小学生のころ歌っていた「手のひらを太陽に」はやなせたかし先生の作詞だとこの本を読むまで知らなかった。アンパンマンだけではない所でも影響を受けていただなんて。そういえば、ご近所の子ども(当時2才)の好きなキャラクターもアンパンマンだった。私が生まれる前から、生まれて大人になるまで、そしてこれからの子どもにまでたくさんの愛と勇気をくれる存在、その生みの親のエッセイ集。

ボクのように才能にあまり恵まれていない者はゆっくりと走ればいい。「あきらめるな!」と自分を叱咤しながら眼の前1メートルぐらいの地面だけ見て走り続けるというやり方です。

「アンパンマンを探せ!」より

ボクは才能がうすいから、さしたることはできません。賞にも、あまり縁がありません。でも、全力をつくしてひとを喜ばせる仕事をしたい、と思っています。

「血の色は紅い」より

やなせ先生は大器晩成で「自分には才能はないけどコツコツ続けていたらいつの間にか周りが居なくなり先頭に来ていた」ということが随所に書かれている。ご自身で才能がないと思っても子どもに対しての「思い」だけは人一倍強かったのだろうな。弟を戦争で亡くし、自分も戦場へ行っていた。その原体験から、やなせ先生は戦争を無くす方法は「分け与えること」だと本気で思っていたしその思いを具現化したのが「アンパンマン」だった。
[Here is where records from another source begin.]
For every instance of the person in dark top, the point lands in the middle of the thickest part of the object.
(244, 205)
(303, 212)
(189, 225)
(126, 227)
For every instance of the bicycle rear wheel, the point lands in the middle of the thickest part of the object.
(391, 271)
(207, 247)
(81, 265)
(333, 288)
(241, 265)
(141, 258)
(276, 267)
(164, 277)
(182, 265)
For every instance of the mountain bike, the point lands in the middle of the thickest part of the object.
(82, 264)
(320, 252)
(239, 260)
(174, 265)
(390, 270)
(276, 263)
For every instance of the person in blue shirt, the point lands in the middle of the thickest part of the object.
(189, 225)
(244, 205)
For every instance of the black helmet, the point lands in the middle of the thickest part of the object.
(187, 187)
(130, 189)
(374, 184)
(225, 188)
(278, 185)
子どもの時に心に染み込んだものは、大人になって出てきます。それくらい子どもの頃の生活は大事だし、まわりの大人の責任も大きいのです。ボクたち子ども向けに作品をかいている者の責任も重大です。基本的な精神のデッサンは三歳から五歳ぐらいまでに完成しているように思います。いわゆる「三つ子の魂百まで」ですね。

「アンパンマンを探せ!」より

ボクはあまり教訓的なことは好きではありません。お話はできるだけ面白く娯楽的であるほうがいいと思っています。しかし、面白さのために毒はいれません。なぜなら、精神的栄養になる子どもの時の絵本や音楽は身体を流れる血液と同じだからです。

「血の色は紅い」より

やなせ先生は子どもを一つの人格として、大人以上に真髄に向き合っていたのが全体を通してよく分かった。例え3才の「子ども」でも大人の想像以上にいろんなことを読み取れる「おとな」であること。吸収力が抜群にあるからこそ周りの大人の影響をストレートに受けること。
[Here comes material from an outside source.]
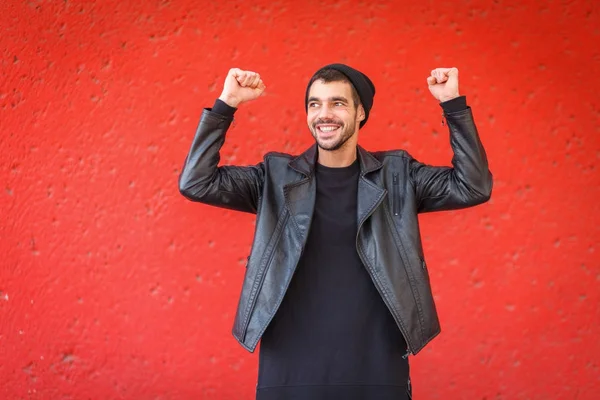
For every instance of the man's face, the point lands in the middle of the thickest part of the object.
(332, 116)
この本を読んで、子どもに対しての責任を一身に引き受けて作品づくりをしていたことを感じた。私はよく街中で親子を見かけると「もし自分に子どもができたらどんな風に子育てするだろう?どこへ行ってどんな遊びを一緒にするだろう?」と妄想する。(頭の中に行きたい場所リストはある)やなせ先生のように「愛と勇気」を見せられる親になりたい。生活や娯楽を通じていつも「あたたかい光」を与えられる存在になりたい。そんなふうに思った。(ま、いつ親になるかなんてわからないんだけどね!)
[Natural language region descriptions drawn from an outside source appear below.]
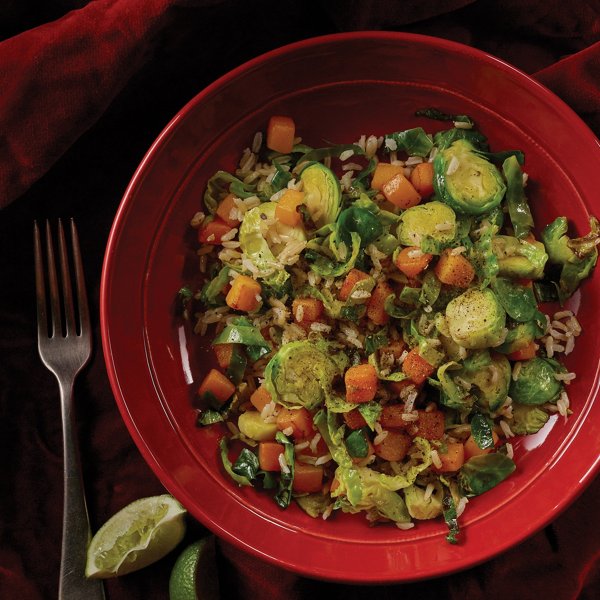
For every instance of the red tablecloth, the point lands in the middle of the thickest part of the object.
(83, 95)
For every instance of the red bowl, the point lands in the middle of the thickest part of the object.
(337, 88)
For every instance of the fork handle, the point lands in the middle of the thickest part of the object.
(76, 533)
皆さんも自分の好きなことを見つけてください。見つからない人は探し出すことです。好きなものであればコツコツ努力する事も決してつらくありません。楽しみながらいつのまにか何かをつかむことができます。とかなんとかいっても、絶えず探し求めていなければつかむことができません。チャンスにもめぐりあえません。だからボクらは失敗を恐れず絶えず挑戦をくりかえしてやっとつかむのです。

「好きなことでコツコツ努力」より

ひとはみんな、よろこばせごっこをして生きています。それが、このいかにもさびしげな人生のささやかなたのしみになります。ボクらはそんなに長く生きはしません。星のいのちにくらべれば、瞬間に消え去っていきます。それならば、その束の間の人生は、なるべく楽しく暮らしたほうがいい。そして、その楽しさの最大のものは他のひとをよろこばせることなのです。

「一番うれしいこと」より

この2文章は一番のお気に入り。読み返すとふっと柔らかいチカラがみなぎってくる。自分用に残しておく。